By Mindy Ragan Wood
Staff Writer
A house on its way along Banner Road near Northwest Highway slid off the trailer and shut down the area Tuesday and Wednesday.
Curtis Fortenberry Home Moving Company was transporting the wide-load home when the driver swerved to miss Betty and Selby Egender’s mailbox at 16512 N. Banner Road.
When the driver swerved to miss the mailbox, witnesses say the trailer veered into the soft ditch. Canadian County Commissioner Marc Hader said the ditch was soft because it had been under flood water for nearly a week.
“When you have a traditional two-lane right of way and you have a ditch there like that, you almost need to get a helicopter that can lift vertically,” he said.
William Walker, of Strike USA, was in the area because of his work on a gas pipeline under construction between Piedmont and Okarche to Durant. Walker stopped to help get the house back on the trailer.
“He (driver) got over to clear the mailbox, and got in the ditch there,” Walker said. “I came by last night and this morning and I said, ‘those people need some help.’ I asked the state trooper if I could help and he said I could.”
Walker lent his truck with a crane to pull up the home “inch-by-inch” and reinforce it with support so it could be moved.
Calls to Fortenberry were not returned, but a mobile home mover with 42 years of experience viewed photographs submitted to the Piedmont-Surry Gazette.
“Whoever put the house on there and those beams on there didn’t attach the house to the beams,” Duke Arms said. “That’s what happens when you try to move those houses and it’s a wide-load. We always move them in two pieces. Bottom line, its driver’s error.”
Arms said the house was an intact residential home, not a mobile home that is typically on wheels.

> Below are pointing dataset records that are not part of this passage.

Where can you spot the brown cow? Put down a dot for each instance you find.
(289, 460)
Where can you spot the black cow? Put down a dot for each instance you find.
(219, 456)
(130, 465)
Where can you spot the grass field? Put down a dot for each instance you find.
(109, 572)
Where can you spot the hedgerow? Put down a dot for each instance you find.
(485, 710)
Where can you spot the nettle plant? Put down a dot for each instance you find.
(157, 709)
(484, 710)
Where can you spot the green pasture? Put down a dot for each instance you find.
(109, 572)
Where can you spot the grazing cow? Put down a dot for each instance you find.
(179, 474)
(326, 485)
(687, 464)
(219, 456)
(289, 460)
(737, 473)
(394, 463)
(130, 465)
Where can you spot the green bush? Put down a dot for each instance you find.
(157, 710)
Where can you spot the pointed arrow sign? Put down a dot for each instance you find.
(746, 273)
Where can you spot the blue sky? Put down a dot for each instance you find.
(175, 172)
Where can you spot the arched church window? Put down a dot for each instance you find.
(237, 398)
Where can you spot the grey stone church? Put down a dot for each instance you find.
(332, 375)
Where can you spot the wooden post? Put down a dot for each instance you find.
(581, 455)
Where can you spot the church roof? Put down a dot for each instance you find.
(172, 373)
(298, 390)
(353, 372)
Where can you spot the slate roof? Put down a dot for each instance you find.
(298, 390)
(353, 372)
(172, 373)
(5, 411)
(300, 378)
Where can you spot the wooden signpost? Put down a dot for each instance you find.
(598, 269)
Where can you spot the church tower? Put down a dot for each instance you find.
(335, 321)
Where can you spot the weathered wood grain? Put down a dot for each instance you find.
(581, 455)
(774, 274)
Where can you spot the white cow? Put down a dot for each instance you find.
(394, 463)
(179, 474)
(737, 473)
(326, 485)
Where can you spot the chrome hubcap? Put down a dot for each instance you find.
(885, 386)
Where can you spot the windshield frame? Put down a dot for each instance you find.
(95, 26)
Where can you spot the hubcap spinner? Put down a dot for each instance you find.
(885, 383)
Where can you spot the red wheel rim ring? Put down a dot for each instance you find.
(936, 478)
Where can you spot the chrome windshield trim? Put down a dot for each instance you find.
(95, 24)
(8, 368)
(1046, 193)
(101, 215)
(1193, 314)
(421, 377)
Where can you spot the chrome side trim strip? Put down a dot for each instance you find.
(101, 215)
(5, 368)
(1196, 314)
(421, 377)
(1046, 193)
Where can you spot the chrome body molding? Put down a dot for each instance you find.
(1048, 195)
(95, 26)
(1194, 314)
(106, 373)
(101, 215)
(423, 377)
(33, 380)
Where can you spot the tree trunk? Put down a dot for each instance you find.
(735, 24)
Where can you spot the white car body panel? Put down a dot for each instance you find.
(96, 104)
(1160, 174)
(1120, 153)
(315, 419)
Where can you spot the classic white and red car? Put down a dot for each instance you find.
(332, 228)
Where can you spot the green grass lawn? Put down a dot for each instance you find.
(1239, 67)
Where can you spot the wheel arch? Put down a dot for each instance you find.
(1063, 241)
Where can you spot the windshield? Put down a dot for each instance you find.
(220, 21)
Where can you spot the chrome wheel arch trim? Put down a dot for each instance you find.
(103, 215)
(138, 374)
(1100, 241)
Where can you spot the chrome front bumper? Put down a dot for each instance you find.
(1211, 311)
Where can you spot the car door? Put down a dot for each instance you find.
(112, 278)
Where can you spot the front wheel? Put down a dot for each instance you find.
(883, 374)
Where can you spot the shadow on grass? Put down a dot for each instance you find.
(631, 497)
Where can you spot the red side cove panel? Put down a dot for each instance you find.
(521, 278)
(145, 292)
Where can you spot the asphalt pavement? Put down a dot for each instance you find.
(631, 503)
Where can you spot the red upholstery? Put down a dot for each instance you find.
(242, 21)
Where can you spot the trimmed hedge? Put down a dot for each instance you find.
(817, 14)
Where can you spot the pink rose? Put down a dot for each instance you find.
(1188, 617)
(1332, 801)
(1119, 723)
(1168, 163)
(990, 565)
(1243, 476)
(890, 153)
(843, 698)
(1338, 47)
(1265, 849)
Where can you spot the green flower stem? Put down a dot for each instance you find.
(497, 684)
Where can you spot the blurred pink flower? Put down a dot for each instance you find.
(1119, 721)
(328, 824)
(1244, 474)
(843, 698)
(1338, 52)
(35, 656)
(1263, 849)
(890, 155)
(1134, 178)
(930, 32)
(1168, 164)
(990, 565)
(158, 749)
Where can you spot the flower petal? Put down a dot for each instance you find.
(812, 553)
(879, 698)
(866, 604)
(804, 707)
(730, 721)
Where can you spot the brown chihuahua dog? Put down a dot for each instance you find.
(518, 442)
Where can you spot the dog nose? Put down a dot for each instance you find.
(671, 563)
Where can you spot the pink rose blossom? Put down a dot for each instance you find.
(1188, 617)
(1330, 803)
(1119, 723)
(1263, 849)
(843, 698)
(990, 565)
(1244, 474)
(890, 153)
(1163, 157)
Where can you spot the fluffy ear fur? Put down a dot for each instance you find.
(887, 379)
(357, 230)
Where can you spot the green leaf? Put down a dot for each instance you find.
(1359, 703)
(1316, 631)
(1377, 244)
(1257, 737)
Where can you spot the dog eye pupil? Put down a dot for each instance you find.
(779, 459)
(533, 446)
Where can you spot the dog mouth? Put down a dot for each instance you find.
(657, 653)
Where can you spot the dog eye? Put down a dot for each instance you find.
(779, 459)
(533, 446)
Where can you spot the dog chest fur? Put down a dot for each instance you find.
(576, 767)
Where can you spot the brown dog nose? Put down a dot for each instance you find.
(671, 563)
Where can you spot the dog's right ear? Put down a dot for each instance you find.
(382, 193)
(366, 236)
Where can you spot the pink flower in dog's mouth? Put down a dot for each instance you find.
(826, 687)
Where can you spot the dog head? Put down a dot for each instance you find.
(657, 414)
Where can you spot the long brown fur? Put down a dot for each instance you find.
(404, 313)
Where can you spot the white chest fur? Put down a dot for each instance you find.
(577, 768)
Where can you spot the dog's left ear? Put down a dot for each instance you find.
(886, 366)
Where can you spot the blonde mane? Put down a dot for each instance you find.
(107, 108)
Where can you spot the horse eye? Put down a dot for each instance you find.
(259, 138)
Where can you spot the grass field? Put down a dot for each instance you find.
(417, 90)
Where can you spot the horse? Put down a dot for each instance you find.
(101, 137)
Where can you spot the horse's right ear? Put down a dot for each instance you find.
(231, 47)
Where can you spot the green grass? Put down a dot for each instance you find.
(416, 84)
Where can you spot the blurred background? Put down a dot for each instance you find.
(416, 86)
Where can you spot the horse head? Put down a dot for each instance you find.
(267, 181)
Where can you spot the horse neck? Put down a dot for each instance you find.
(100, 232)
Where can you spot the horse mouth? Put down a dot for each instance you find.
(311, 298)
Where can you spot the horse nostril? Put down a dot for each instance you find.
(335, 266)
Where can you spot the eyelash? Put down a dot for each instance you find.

A search on the Federal Motor Carrier Safety Administration website shows a listing for Curtis Fortenberry’s moving company along with its U.S. Department of Transportation number but did not list any information regarding the company’s existing license and insurance status.
The company lists an address in Choctaw, one truck and two drivers. As of press time Wednesday, the house had not been placed back on the transport trailer.